26 Künstler und zwei Kollektive

Viel und gar nichts, lautet das Fazit der Zeichnungen, Fotografien, Skulpturen und Installationen von 26 Künstlern und zwei Kollektiven aus New York, die der Kurator Shaheen Merali zusammengetragen hat. Seine Geschichte der New Yorker Kunstszene beginnt mit Marcel Duchamp, der 1915 für einige Jahre nach Amerika ging und seine unkonventionelle Idee des Ready-made gleich mit importierte. „Boite-en-Valise“ heißt das berühmte Multiple, mit dem auch die Berliner Ausstellung beginnt: Die „Schachtel im Koffer“ von 1961 enthält Duchamps zentrale Arbeiten en miniature. Ein komprimiertes Museum, das trotz seiner winzigen Größe genügend Impulse für eine ganze Generation von Künstlern versammelt, denen Duchamp als Vater der Konzeptkunst gilt – überall auf der Welt.

Zum Auftakt also eine Arbeit, die vor einem halben Jahrhundert entstand und in einer Vitrine geschützt werden muss: Schon das Entree macht deutlich, wie sehr die Ausstellung aus dem historischen Kontext schöpft. Daran ändert auch der Teppich „Herbalife“ (2006) von Sarah Morris nichts: Er liegt vor der Ausstellungshalle und muss von jedem betreten werden, der die Treppen zur Kunst hinabsteigen will. Doch gegen das auratische Multiple im Glaskasten kommt die Bodenarbeit trotz schriller Farbkombinationen nur kurze Zeit an.

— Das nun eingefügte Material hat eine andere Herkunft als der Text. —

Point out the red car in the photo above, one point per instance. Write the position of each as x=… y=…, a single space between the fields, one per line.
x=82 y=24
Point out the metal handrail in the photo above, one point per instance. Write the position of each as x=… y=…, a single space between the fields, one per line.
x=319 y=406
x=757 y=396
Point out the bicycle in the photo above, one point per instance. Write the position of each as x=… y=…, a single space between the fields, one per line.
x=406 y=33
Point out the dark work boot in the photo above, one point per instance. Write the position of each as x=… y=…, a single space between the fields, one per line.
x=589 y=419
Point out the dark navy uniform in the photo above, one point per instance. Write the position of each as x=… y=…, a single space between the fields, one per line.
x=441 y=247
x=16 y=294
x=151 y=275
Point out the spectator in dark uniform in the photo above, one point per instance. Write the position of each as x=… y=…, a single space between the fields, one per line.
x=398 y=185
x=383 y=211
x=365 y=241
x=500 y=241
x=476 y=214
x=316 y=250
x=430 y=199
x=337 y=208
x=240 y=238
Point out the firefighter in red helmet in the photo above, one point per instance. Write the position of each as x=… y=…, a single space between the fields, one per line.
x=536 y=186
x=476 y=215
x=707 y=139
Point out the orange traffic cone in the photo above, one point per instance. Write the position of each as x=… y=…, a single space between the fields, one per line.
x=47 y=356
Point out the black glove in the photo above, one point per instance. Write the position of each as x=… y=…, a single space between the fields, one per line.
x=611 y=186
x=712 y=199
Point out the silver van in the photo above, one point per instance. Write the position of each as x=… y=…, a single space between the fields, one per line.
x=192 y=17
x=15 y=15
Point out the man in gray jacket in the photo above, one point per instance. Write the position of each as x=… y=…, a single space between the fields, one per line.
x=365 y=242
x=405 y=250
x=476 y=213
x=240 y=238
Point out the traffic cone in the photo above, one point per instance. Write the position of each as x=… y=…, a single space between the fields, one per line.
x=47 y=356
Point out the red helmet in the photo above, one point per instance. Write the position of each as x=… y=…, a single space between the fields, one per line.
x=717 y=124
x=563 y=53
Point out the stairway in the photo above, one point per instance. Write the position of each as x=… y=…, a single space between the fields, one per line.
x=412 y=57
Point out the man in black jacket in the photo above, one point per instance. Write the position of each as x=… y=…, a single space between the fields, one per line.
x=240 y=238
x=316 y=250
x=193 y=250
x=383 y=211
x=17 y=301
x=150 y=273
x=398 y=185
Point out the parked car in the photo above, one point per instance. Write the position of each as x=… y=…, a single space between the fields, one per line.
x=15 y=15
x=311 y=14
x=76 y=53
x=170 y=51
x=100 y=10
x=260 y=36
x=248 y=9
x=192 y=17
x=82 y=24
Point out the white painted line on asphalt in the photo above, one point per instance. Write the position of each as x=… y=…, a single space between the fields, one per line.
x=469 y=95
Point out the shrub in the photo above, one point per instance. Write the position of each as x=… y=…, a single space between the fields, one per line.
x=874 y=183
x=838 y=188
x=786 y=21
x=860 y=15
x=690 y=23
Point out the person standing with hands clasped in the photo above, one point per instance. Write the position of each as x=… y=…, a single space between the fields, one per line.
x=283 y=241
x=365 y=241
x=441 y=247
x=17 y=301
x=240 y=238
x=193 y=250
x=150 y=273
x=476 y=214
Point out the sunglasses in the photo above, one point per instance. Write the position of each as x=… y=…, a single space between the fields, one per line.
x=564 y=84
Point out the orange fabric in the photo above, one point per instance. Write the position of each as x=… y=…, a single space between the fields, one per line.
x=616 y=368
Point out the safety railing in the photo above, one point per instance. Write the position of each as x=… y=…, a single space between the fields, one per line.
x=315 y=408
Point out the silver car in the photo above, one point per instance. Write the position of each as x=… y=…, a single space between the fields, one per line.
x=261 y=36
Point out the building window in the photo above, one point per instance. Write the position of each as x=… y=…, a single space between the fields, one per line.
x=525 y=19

Das muss kein Nachteil sein, steht allerdings im Kontrast zu Meralis kuratorischem Anliegen, die lebendige Kunstszene einer Gesellschaft zu präsentieren, die seit jeher von Immigration geprägt ist und eine kulturelle Vielfalt produziert, in der afro-amerikanische, islamische, jüdische und andere Strömungen unmittelbarer als anderswo aufeinanderstoßen. Ein bewusster Gegenentwurf, angesichts der gegenwärtigen kritischen Stimmung gegenüber der Politik der USA?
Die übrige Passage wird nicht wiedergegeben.